Welcome back, Cain's
By John Wooley World Scene Writer
Published: 10/2/2003

Renovated ballroom swings back in time -- to the future

       A little after 6:30 p.m. on Wednesday, Rosetta Wills and her daughter Renee Diamond helped Tulsa Mayor Bill LaFortune and other dignitaries cut the ribbon on the House that Bob Built. Hereafter, it'll also be known as the House that Dr. Jim Rodgers Rebuilt. "I knew with a little bit of love and a little bit of money, we could make it last for 80 more years," the Cain's new owner told a cheering crowd. "We wanted to keep the important parts, and make it safer and bigger."
       After all of that, it was time for the huge crowd to go in. And what they saw was something out of a fantasy, albeit a good one. It may have struck some as a Cain's Ballroom from an alternate dimension, a venue that's existed side by side with the old Cain's for years, a honky-tonk out of time, containing all the same things but slightly different -- and better. "I'm so thrilled about this," said Wills, looking at the high wooden roof, restored from the drop-ceilinged look the Cain's has had for years. "It's amazing. It looks three to four times bigger, because they raised the ceilings. And I love the way they hung the artwork."
       Then there was the clock. The old clock from KFMJ radio used to hang just above the entrance rather than behind the bar, where it is now. And Don White liked it in its old location. "I don't think I can see it from the stage anymore," said the singer-songwriter-guitarist, just before taking the stage to open for Yoakam. "I could always look up there and see how much time I had left." Three songs into his solo set, however, he shouted, "Hey, I can see the clock." He seemed pretty happy about it.
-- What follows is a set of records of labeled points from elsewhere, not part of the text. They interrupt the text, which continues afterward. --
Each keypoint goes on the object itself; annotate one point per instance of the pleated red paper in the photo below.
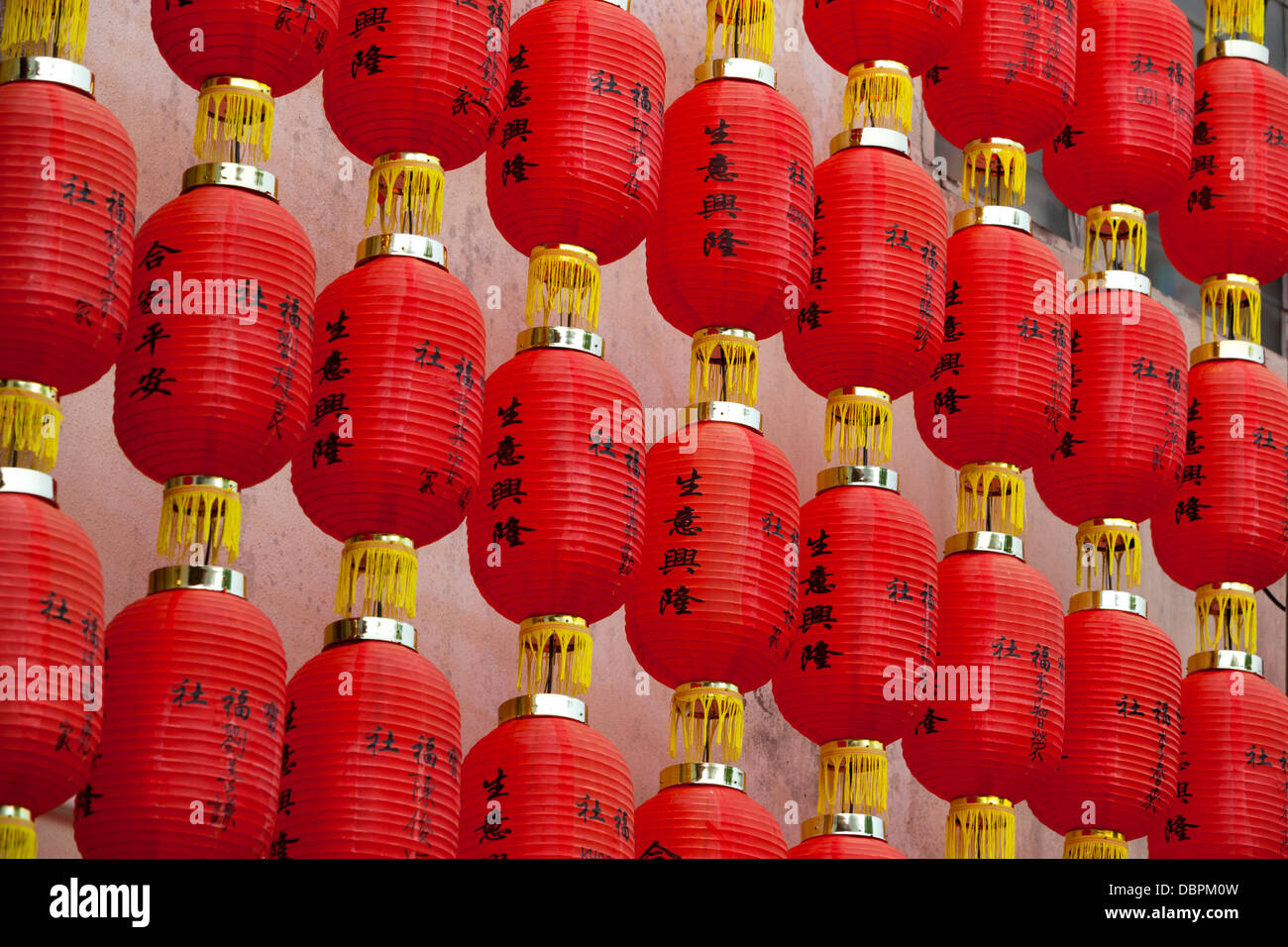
(214, 393)
(1009, 72)
(874, 311)
(553, 789)
(65, 235)
(996, 613)
(1232, 215)
(180, 774)
(1128, 136)
(715, 598)
(1121, 731)
(1234, 753)
(868, 602)
(52, 598)
(407, 418)
(730, 243)
(914, 33)
(1001, 386)
(417, 75)
(281, 44)
(557, 525)
(1228, 517)
(373, 774)
(587, 85)
(697, 821)
(1127, 415)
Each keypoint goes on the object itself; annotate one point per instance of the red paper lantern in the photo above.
(417, 76)
(1127, 419)
(730, 241)
(913, 33)
(587, 86)
(1220, 222)
(558, 521)
(716, 592)
(1231, 791)
(406, 414)
(704, 812)
(874, 312)
(1000, 390)
(192, 750)
(870, 569)
(545, 785)
(1122, 722)
(52, 596)
(1228, 518)
(1009, 72)
(1128, 136)
(266, 40)
(373, 772)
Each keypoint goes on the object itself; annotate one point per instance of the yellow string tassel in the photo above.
(980, 827)
(44, 27)
(991, 496)
(1095, 843)
(706, 714)
(1233, 18)
(866, 424)
(1225, 616)
(879, 95)
(407, 189)
(724, 367)
(554, 638)
(30, 421)
(387, 565)
(198, 510)
(851, 777)
(235, 121)
(995, 171)
(563, 286)
(1232, 305)
(747, 29)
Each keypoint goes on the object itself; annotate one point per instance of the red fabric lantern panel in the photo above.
(558, 522)
(200, 386)
(1215, 223)
(732, 235)
(269, 42)
(402, 406)
(1009, 72)
(196, 684)
(999, 613)
(1001, 388)
(374, 774)
(1232, 799)
(1127, 416)
(874, 312)
(417, 76)
(698, 821)
(1128, 136)
(715, 594)
(868, 602)
(52, 598)
(1122, 727)
(67, 241)
(913, 33)
(578, 157)
(546, 788)
(1228, 518)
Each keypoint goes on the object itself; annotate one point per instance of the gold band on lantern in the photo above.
(554, 655)
(706, 714)
(980, 827)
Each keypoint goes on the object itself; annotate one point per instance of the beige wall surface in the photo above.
(291, 565)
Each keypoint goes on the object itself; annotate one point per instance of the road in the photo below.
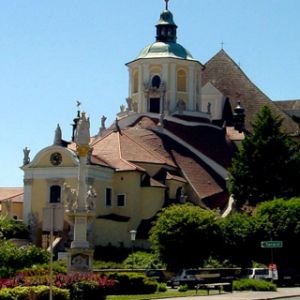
(281, 293)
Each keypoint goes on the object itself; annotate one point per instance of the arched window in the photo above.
(55, 194)
(181, 81)
(155, 81)
(135, 81)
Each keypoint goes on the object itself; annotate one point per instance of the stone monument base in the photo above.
(80, 260)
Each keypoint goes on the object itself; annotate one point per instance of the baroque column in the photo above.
(80, 204)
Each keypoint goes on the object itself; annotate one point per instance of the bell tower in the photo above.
(165, 78)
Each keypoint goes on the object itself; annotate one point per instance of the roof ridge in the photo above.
(157, 156)
(120, 153)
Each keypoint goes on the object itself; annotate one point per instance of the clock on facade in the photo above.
(55, 158)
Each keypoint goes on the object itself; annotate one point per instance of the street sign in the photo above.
(271, 244)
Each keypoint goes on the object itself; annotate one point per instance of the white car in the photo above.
(261, 273)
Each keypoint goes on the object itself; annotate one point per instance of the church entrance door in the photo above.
(155, 105)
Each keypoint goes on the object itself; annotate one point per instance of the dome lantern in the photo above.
(166, 29)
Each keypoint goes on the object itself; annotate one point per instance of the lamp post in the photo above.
(132, 238)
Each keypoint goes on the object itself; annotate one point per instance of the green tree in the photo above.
(239, 240)
(279, 220)
(185, 235)
(10, 228)
(13, 258)
(268, 164)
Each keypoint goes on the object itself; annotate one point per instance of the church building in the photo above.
(171, 143)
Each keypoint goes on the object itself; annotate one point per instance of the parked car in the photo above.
(258, 273)
(192, 277)
(157, 275)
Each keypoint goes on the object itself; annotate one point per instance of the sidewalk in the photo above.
(280, 293)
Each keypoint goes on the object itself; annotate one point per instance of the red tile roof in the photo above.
(229, 79)
(13, 193)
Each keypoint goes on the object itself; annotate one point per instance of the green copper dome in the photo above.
(165, 49)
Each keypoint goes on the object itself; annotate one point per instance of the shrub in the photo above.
(183, 288)
(143, 260)
(13, 258)
(133, 283)
(10, 228)
(86, 290)
(37, 293)
(100, 264)
(162, 287)
(253, 285)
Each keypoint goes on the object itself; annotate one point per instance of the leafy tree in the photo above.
(239, 240)
(185, 235)
(10, 228)
(268, 164)
(13, 258)
(142, 260)
(279, 220)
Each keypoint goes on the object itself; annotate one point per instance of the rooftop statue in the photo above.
(83, 130)
(26, 159)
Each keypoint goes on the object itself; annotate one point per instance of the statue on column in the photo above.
(26, 159)
(129, 103)
(135, 106)
(83, 130)
(209, 108)
(90, 198)
(70, 197)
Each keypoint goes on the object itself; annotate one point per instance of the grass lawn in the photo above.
(167, 294)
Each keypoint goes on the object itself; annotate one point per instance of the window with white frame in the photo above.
(55, 194)
(108, 197)
(121, 200)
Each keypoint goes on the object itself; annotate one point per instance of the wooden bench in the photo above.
(214, 286)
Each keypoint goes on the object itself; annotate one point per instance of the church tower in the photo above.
(165, 78)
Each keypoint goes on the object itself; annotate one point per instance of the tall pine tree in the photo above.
(268, 164)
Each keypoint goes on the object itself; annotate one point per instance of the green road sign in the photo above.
(271, 244)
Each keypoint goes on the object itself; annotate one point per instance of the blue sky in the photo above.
(54, 52)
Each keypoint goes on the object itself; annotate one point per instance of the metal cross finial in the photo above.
(167, 6)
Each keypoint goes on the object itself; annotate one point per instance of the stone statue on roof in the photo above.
(103, 119)
(129, 103)
(122, 108)
(57, 136)
(209, 108)
(83, 130)
(26, 159)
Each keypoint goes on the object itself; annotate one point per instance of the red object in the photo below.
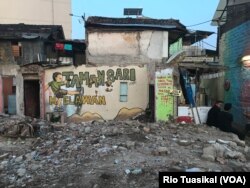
(59, 46)
(186, 119)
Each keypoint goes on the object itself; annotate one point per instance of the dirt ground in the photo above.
(112, 154)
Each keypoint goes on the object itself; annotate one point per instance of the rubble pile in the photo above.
(107, 154)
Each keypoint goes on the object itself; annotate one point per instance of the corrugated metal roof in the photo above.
(29, 32)
(220, 13)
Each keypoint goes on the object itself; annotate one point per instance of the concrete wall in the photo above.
(13, 71)
(38, 12)
(127, 47)
(164, 83)
(234, 44)
(101, 97)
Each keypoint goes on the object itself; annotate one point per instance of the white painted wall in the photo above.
(137, 92)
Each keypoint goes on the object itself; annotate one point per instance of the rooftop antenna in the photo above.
(132, 11)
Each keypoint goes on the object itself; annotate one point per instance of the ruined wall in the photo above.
(234, 44)
(110, 92)
(6, 55)
(9, 70)
(127, 47)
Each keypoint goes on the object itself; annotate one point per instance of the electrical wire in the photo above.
(209, 44)
(199, 23)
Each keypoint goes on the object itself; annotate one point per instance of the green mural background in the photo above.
(164, 101)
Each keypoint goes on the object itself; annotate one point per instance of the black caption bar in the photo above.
(217, 179)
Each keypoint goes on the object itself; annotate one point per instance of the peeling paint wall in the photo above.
(9, 70)
(127, 47)
(106, 92)
(235, 44)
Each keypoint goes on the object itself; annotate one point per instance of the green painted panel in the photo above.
(164, 101)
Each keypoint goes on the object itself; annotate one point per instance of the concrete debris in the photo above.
(109, 154)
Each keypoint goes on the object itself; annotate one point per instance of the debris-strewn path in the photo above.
(111, 154)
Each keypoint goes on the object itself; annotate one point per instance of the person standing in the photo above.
(225, 118)
(212, 116)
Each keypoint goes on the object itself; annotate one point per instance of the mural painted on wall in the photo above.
(164, 96)
(90, 94)
(238, 72)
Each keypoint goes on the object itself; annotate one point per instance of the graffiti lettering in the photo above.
(79, 100)
(76, 80)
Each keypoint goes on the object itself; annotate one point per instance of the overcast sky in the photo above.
(194, 14)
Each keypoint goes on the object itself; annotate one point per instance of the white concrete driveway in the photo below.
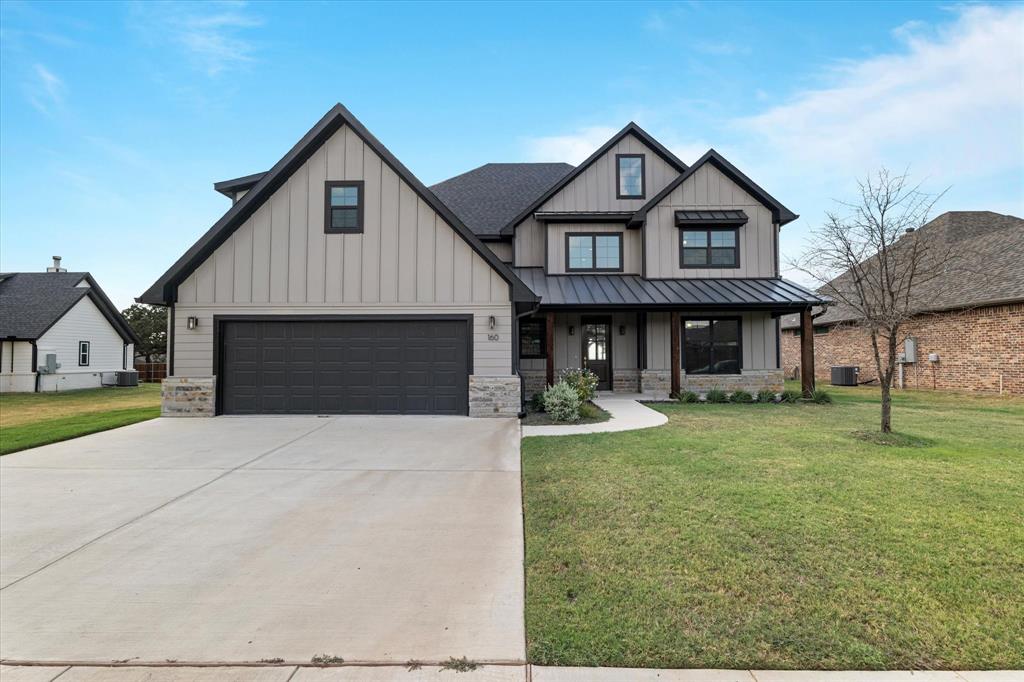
(378, 539)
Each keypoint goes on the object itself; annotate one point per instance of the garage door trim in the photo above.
(219, 320)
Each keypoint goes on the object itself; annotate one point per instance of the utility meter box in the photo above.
(910, 349)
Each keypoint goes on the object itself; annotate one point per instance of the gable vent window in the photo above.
(343, 206)
(629, 175)
(710, 248)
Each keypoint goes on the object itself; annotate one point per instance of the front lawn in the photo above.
(776, 537)
(28, 420)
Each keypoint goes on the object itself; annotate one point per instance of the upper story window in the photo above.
(710, 248)
(343, 206)
(532, 337)
(598, 252)
(629, 175)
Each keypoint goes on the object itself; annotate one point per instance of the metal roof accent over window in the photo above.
(634, 291)
(710, 218)
(583, 216)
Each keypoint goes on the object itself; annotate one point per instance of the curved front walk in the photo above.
(627, 415)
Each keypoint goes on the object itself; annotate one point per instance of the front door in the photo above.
(597, 350)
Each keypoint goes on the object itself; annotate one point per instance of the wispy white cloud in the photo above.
(570, 147)
(45, 89)
(210, 35)
(953, 95)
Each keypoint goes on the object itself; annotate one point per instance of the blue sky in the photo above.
(117, 118)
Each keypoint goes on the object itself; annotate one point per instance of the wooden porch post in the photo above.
(676, 350)
(806, 352)
(549, 348)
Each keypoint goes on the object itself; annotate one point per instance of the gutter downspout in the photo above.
(515, 355)
(35, 363)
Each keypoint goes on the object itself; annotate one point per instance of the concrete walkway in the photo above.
(627, 415)
(355, 673)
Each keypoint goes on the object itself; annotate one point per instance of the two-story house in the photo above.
(338, 284)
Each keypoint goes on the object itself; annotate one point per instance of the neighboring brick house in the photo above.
(973, 324)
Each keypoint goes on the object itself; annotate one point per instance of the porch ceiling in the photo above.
(634, 292)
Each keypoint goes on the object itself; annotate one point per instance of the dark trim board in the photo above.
(219, 321)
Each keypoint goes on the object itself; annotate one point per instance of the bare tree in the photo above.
(872, 261)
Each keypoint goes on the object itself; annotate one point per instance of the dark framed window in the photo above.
(714, 247)
(532, 337)
(629, 176)
(343, 206)
(594, 252)
(712, 346)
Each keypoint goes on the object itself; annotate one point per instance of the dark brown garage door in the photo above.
(344, 367)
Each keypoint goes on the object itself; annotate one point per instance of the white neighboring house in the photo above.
(69, 316)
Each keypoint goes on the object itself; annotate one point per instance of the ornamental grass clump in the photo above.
(562, 402)
(583, 381)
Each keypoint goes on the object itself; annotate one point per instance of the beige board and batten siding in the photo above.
(594, 189)
(757, 331)
(632, 244)
(407, 261)
(710, 188)
(568, 349)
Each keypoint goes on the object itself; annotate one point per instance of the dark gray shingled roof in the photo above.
(32, 302)
(633, 291)
(989, 270)
(485, 199)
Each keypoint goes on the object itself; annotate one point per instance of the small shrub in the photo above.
(821, 396)
(562, 402)
(741, 396)
(584, 382)
(716, 395)
(790, 395)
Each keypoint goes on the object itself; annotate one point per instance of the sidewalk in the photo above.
(627, 415)
(401, 673)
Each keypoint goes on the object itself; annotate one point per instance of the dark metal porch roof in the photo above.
(634, 292)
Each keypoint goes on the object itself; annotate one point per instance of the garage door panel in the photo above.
(345, 367)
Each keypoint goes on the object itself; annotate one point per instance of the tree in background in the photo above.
(873, 261)
(150, 324)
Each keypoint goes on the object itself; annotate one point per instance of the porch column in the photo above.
(675, 355)
(806, 352)
(549, 348)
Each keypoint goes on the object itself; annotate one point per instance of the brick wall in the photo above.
(975, 348)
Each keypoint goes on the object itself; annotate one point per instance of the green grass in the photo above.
(777, 537)
(28, 420)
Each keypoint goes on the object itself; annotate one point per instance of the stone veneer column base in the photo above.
(626, 381)
(750, 380)
(188, 396)
(494, 396)
(656, 383)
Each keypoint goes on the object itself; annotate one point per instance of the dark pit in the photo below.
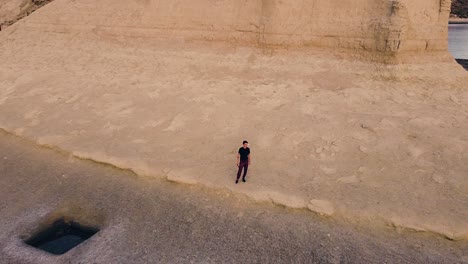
(61, 237)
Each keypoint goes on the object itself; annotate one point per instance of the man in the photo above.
(243, 160)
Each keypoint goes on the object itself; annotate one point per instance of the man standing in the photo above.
(243, 160)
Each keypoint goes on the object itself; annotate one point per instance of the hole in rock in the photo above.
(61, 236)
       For the record, the first thing a performer said on the new stage was, "It's a hell of a deal, isn't it?" That was White, and he also did the first song on that stage, his self-penned "No Place Like the Cain's." He was joined at the end of his 45-minute set by his son Steve White, but not before presenting a nice solo set that included lots of Oklahoma songs, from a neat and unexpected cover of the Tractors' "Baby Likes to Rock It" to a soulful "Never Been to Spain." He and Steve were especially impressive together on J.J. Cale's "Magnolia," which meandered over a groove -- like many other songs in his set -- in classic Tulsa Sound fashion.